The species lives on oak (Quercus).
The habitat include especially warm, clear, sunny and oak-rich forests and oak-rich, dry slopes. In the northern Greek Pindos, I met Eriogaster rimicola at lower altitudes as a caterpillar together with those of Perisomena caecigena in a complex of oak woods and sheep pastures.

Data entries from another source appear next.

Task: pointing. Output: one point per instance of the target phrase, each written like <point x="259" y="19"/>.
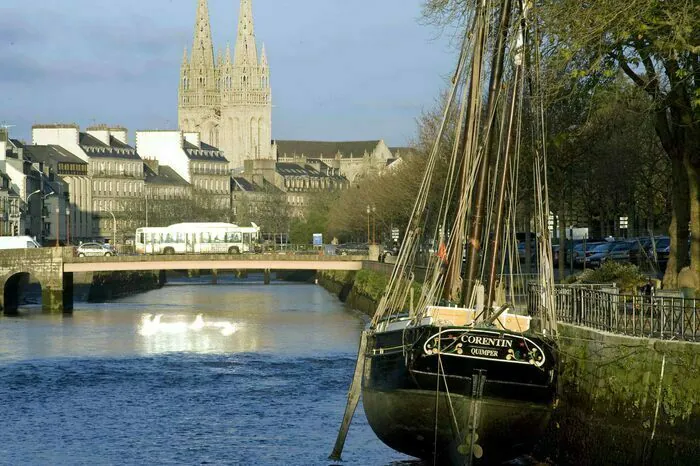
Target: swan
<point x="198" y="323"/>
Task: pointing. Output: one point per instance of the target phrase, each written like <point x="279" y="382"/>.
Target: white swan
<point x="198" y="323"/>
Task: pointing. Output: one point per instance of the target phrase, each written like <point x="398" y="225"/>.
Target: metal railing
<point x="667" y="317"/>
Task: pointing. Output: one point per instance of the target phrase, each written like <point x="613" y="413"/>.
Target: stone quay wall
<point x="623" y="400"/>
<point x="104" y="286"/>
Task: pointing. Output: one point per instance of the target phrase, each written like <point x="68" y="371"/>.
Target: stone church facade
<point x="227" y="100"/>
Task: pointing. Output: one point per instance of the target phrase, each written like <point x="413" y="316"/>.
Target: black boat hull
<point x="405" y="420"/>
<point x="423" y="405"/>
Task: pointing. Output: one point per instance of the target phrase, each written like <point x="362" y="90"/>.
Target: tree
<point x="657" y="46"/>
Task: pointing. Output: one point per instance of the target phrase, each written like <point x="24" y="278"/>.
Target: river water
<point x="193" y="373"/>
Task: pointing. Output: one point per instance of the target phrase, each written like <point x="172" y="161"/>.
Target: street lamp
<point x="67" y="225"/>
<point x="114" y="228"/>
<point x="374" y="224"/>
<point x="369" y="211"/>
<point x="41" y="207"/>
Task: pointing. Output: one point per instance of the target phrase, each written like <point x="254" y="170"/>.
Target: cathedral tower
<point x="199" y="96"/>
<point x="228" y="100"/>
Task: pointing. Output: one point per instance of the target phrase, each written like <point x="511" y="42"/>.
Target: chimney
<point x="99" y="132"/>
<point x="152" y="164"/>
<point x="120" y="134"/>
<point x="193" y="138"/>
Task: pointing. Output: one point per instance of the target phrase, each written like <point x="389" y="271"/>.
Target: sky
<point x="340" y="69"/>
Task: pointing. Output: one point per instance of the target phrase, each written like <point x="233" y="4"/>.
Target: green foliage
<point x="371" y="284"/>
<point x="315" y="219"/>
<point x="626" y="276"/>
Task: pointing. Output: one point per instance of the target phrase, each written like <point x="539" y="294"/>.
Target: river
<point x="193" y="373"/>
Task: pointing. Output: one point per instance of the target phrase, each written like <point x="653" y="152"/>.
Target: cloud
<point x="15" y="32"/>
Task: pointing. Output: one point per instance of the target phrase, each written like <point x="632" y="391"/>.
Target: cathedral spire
<point x="228" y="53"/>
<point x="263" y="57"/>
<point x="202" y="47"/>
<point x="246" y="51"/>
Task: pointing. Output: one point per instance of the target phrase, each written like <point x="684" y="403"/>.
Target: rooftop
<point x="93" y="147"/>
<point x="326" y="149"/>
<point x="51" y="152"/>
<point x="166" y="176"/>
<point x="206" y="152"/>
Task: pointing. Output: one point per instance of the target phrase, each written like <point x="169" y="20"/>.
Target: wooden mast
<point x="474" y="246"/>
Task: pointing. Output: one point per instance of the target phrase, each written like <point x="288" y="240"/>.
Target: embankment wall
<point x="104" y="286"/>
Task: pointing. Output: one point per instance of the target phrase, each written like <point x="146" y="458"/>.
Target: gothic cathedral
<point x="228" y="102"/>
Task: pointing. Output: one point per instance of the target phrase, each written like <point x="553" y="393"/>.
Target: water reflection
<point x="168" y="333"/>
<point x="285" y="319"/>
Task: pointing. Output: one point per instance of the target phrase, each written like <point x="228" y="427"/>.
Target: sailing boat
<point x="450" y="371"/>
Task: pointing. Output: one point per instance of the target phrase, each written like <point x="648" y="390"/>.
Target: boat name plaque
<point x="484" y="344"/>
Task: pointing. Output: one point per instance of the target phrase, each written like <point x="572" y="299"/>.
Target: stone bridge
<point x="53" y="268"/>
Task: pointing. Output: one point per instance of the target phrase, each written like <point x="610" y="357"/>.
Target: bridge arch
<point x="13" y="285"/>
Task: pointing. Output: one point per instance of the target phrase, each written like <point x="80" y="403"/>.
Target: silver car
<point x="95" y="249"/>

The moths fly in the autumn (September to early November). The eggs overwinter in batches on tree branches covered with wool of the female abdomen. The caterpillar lives from April to early or mid-June. I met in the Pindos mature larvae around 23 May 2010 and in mid-May 2011. Sometimes they sat at medium-high branches of oak bushes, partly close to the ground on branches and stems at low scrub oak. The cocoons give the moths partly in the first autumn, but in part only after several winters.
Endangerment: threatened with extinction
Eriogaster rimicola is very heavily threatened in many parts of its range by habitat loss (conversion of warm, rich oak forests in settlement areas, agricultural land or intensive timberland, forest fires). In Central Europe Eriogaster rimicola has been largely eradicated. There are the last residues in the Vienna area, near Geneva, and locally at the southern foothills of the Alps.
Eriogaster rimicola occurs from Northern Spain across south and (especially formerly) Central Europe to the Black Sea (mainly Turkey).